Whether or not the spread of agriculture in Europe was accompanied by movements of people is a long-standing question in archeology and anthropology, which has been frequently addressed with the help of population genetic data. Estimates on dates of expansion and geographic origins obtained from genetic data are however sensitive to the calibration of mutation rates and to the mathematical models used to perform inference. For instance, recent data on the Y chromosome haplogroup R1b1b2 (M269) have either suggested a Neolithic origin for European paternal lineages or a more ancient Paleolithic origin depending on the calibration of Y-STR mutation rates. Here we examine the date of expansion and the geographic origin of hgR1b1b2 considering two current estimates of mutation rates in a total of fourteen realistic wave-of-advance models. We report that a range expansion dating to the Paleolithic is unlikely to explain the observed geographical distribution of microsatellite diversity, and that whether the data is informative with respect to the spread of agriculture in Europe depends on the mutation rate assumption in a critical way.

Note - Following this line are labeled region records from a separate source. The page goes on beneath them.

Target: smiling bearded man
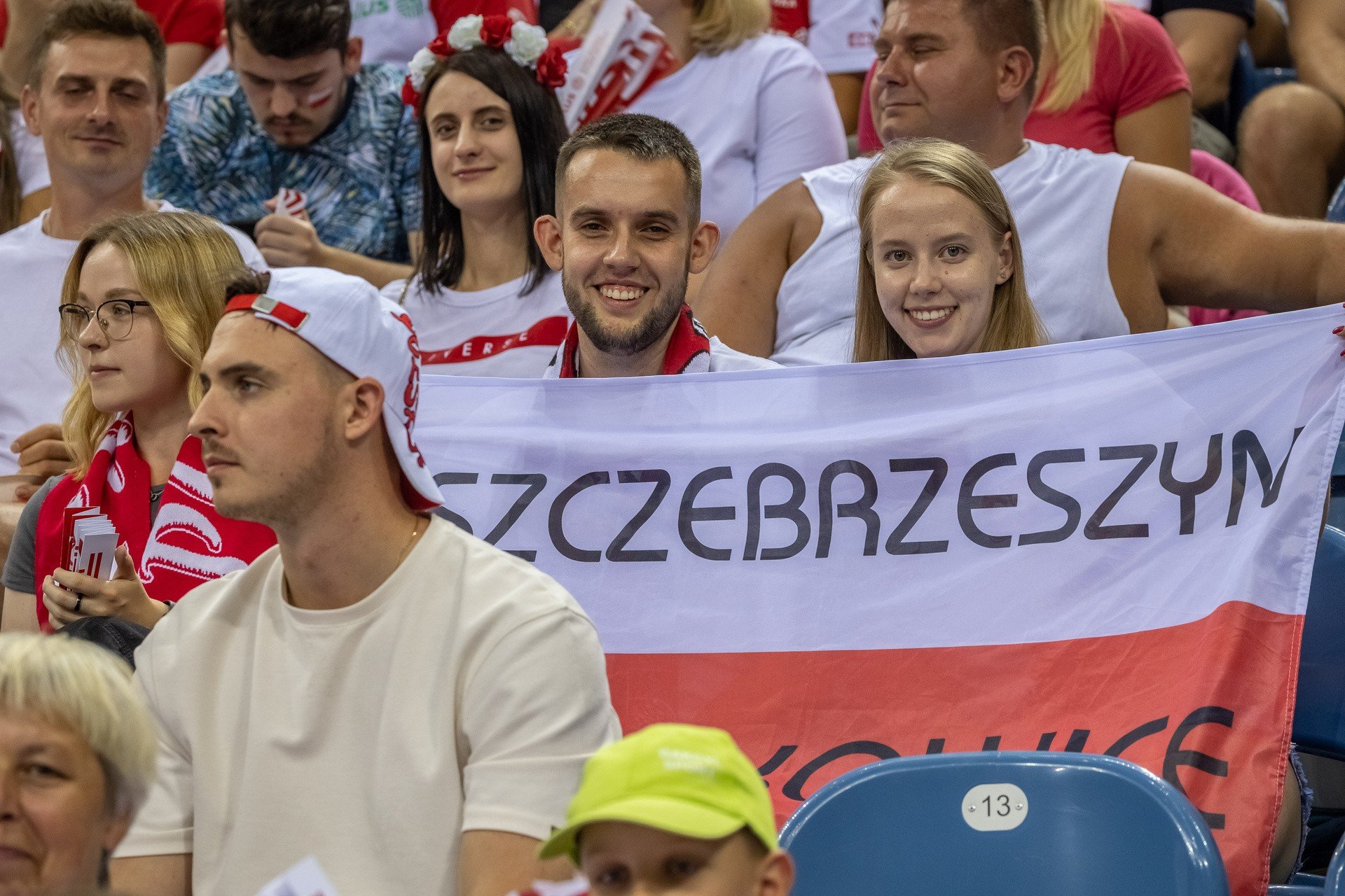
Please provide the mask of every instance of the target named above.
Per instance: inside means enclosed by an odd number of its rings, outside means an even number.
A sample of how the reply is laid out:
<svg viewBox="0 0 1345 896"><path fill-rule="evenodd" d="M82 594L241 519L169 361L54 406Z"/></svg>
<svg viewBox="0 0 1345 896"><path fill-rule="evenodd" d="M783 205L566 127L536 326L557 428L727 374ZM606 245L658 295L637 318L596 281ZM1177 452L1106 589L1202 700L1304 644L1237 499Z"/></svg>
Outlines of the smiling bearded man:
<svg viewBox="0 0 1345 896"><path fill-rule="evenodd" d="M686 305L720 228L701 220L701 161L651 116L609 116L561 148L555 215L537 219L574 316L546 377L651 376L777 367L706 334Z"/></svg>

Since the development of molecular markers, genetics has been extensively used to address the question of the diffusion of agriculture into Europe, one of the long-standing debates in archaeology and anthropology [1][3]. Though archaeologists have considered more sophisticated models of diffusion in the last decade [4], two scenarios are frequently contrasted in the population genetics literature. In 1971, a seminal work by Ammerman and Cavalli-Sforza used radiocarbon dates from Neolithic sites to propose a “wave-of-advance” model of the spread of agriculture in Europe. In this “demic” process, local population growth and migration produce demographic expansion following a traveling wave from the southeast to the northwest of Europe [5]. The wave-of-advance model argues that farmers expanded into Europe from West-Asia about 10,000 years ago, and replaced resident hunter-gatherers with little or no genetic admixture [6], [7]. Alternatively, several archaeologists have hypothesized a cultural model of the development of agriculture, where cultivated plants, domesticated animals and the associated agricultural techniques were adopted with only limited human movements [3], [8]. According to this “cultural” model, the Neolithic farmers did not migrate. Instead the technologies were transmitted to the resident hunter-gatherers who changed their lifestyle and converted to farming. Yet the prehistory of European populations is poorly understood, and the debate between the demic and cultural diffusion models is still active today.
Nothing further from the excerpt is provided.